Because writing, like any art, is an extension of the author's spirit. And writing, like any art, requires imagination that generates ideas, and when enough of those ideas have accumulated, they need somewhere to go, releasing bits and pieces of the creator's psyche in the process. This is easy to see in van Gogh's "Starry Night," where those twirling star vortexes adequately depict the painter's inner state at the time. It's not so easy to decipher in Toni Morrison's complex narration, but it's there in how she makes us dig to find its meaning.

So I hold in my hand a purple book that contains a year's worth of impressions garnered when I lived in the woods or some place that wasn't far from them. Hopefully others will hold their own copies, too, and I am going to try very hard to see that that happens. Not because I seek fame and fortune but because I'm in that book sharing what I've done, where I've been, what I've seen, and what I've learned, and I hope that readers are listening.


https://www.amazon.com/dp/1530989876


Sunday, October 30, 2016

The Path Not Taken

The decision to share my writing in a different format did not come easily. It meant weeks of soul-searching and wondering if it was indeed the right choice to make. For almost six years, I wandered the woods and fields in this part of the world or took long roundabout drives that led me farther and farther and more deeply into the world of nature, beyond her external trappings, beyond what she chooses to show those who only cast casual glances about them but don't invite, for whatever reasons, their other senses, or their souls, into the process.

There was a time when I myself could be in a lovely place and not see it for what it was. I might have been lost in conversation with someone or focused on some other activity or event that minimized my surroundings. But then, I moved to the woods, and it was there that I finally learned not only to see, but to feel, to let nature wash over me and impart her own unique sort of wisdom, one which is often not possible to even put into words.

During those years, I went through periods in my life when nature and her beauty receded from my view to allow other things in, things that had to be dealt with, sadnesses that had to be borne, problems that needed working out, losses that had to be shouldered, and changes beyond my control that had to be faced. When I think back, I remember it occurring to me following any of those experiences that, had it not been for nature and her solace, lurking ever in the background and on their fringes, I might not have come through it all as unscathed as I did.

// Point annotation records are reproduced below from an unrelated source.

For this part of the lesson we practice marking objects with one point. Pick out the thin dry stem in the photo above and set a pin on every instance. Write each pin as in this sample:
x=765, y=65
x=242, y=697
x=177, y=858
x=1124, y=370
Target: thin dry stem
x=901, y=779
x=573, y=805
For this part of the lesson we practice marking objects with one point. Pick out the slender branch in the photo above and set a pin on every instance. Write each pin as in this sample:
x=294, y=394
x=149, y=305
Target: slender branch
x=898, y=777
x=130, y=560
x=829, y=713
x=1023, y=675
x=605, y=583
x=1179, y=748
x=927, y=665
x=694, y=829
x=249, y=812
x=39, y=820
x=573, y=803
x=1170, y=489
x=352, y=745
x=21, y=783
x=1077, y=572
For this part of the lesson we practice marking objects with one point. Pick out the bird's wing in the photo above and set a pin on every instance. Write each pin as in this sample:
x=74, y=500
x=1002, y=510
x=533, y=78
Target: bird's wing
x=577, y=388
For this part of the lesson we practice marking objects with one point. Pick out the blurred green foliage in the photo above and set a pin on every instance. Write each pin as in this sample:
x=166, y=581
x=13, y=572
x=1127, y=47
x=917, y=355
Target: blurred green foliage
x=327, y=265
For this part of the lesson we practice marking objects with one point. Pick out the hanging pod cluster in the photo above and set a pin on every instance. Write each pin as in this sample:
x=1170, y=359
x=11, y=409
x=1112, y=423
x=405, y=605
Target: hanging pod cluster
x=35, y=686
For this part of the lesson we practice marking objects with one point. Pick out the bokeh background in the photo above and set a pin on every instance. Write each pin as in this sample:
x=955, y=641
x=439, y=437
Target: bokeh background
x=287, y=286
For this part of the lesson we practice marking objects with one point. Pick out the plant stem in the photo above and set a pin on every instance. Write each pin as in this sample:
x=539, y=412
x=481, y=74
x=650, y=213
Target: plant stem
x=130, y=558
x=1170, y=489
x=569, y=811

Now, my hope is that those snippets of time of which this book is made, these sights, sounds and impressions, will continue to float out there in the universe like milkweed or dandelion seeds, alighting wherever they will and taking root in the minds of others, where it will hopefully spark the same sort of curiosity, the same level of passion, that nature has instilled in me.

I'm grateful to all who go on that walk with me, as it is one we cannot take often enough.